Ludus: Era el nombre que recibía una escuela gladiadora.

Lanista: Así se llamaba al propietario de una escuela de gladiadores. Aunque a veces tenían bastante dinero, su reputación no era la mejor.

Salve: De forma bastante literal, 'salud'. Una manera educada de saludar.

Aparte de eso... 

Los nombres de algunos personajes van con segundas. Amazona, por ejemplo, aunque esté tomado de un relieve funeario, también hace referencia a las guerreras míticas de la cultura griega que luchaban contra los hombres. Seguro que eso alimentaba más de una fantasía. Y Pentesilea fue una amazona famosa, que participó en la guerra de Troya.

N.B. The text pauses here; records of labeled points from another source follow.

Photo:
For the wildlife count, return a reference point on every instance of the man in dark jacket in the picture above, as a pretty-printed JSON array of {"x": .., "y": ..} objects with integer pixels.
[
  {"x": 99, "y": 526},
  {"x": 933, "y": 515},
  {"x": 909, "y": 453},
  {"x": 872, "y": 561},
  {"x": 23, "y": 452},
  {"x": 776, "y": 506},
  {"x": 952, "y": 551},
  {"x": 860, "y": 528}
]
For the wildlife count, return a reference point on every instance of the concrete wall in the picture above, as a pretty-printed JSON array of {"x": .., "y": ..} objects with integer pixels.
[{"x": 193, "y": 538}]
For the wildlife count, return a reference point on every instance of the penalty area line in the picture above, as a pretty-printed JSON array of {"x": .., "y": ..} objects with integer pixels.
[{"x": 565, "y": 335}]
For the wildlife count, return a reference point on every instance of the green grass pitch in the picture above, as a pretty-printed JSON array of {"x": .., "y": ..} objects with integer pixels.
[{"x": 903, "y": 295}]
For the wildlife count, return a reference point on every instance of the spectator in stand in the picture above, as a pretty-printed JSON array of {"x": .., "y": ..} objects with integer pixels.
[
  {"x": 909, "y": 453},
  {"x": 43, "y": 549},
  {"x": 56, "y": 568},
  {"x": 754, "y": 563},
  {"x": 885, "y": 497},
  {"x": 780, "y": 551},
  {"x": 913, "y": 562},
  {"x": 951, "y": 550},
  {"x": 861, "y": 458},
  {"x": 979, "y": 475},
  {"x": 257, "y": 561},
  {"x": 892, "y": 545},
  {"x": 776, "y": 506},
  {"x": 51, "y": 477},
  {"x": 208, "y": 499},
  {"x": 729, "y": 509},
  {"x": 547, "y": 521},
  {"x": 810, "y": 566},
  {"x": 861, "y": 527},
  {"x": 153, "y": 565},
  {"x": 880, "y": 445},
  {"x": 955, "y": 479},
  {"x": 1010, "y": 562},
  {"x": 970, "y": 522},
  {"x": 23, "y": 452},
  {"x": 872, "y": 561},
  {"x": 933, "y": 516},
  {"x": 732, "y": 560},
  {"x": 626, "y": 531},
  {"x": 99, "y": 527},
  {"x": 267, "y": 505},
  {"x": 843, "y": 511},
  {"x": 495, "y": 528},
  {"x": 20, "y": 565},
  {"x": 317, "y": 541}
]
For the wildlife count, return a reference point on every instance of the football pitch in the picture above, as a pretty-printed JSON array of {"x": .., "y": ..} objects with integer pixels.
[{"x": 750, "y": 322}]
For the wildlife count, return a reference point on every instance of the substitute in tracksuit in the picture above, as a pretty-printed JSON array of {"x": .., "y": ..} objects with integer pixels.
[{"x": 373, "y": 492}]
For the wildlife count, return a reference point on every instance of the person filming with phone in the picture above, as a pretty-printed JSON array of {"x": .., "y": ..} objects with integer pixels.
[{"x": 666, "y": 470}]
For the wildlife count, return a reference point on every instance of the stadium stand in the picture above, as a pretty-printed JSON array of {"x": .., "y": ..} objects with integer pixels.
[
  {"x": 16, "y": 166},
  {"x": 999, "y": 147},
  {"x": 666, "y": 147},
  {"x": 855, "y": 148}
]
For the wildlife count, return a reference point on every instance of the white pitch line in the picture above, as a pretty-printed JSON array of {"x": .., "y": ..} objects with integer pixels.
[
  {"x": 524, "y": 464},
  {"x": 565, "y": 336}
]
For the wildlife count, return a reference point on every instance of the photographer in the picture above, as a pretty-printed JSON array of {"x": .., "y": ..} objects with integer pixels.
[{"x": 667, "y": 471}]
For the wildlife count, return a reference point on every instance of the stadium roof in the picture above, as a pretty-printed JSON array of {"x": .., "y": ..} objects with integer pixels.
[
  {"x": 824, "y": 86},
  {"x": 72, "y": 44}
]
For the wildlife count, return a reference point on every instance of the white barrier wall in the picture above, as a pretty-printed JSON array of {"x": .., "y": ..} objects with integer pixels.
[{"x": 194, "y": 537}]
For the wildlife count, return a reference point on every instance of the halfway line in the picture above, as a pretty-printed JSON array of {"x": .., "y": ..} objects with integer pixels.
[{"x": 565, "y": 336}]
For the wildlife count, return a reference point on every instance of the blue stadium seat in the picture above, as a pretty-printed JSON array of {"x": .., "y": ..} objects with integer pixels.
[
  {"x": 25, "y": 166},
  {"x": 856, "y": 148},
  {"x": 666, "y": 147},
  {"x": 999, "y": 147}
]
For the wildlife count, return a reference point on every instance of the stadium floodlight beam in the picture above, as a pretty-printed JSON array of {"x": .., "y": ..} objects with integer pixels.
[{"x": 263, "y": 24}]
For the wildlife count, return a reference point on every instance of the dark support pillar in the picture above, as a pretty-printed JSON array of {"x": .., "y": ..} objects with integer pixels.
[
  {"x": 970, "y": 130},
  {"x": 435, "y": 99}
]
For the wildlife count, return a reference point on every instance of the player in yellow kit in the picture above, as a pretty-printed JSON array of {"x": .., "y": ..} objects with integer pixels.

Un cosa más, y ya acabo. Siempre que hablamos de la homosexualidad en el Imperio Romano, lo hacemos de la masculina, y nos vamos al 'sí, estaba permitida'. La sexualidad romana era algo bastante codificado y relacionado con la posición que ocupaba cada uno. Y la cercanía sexual entre mujeres no estaba muy bien vista, lo que no quería decir que no existiese. Algunos autores -Marcial, Luciano de Samósata- nos han dejado fragmentos satíricos y algo críticos en los que la comentan de pasada. Sin embargo, es difícil no imaginarse la presencia de estos amores. En una escuela de gladiadoras, por ejemplo, en medio de la camaradería, de la cercanía y la suerte común que compartían, de la diferencia con otras mujeres de la época... ¿quién no se lo imagina?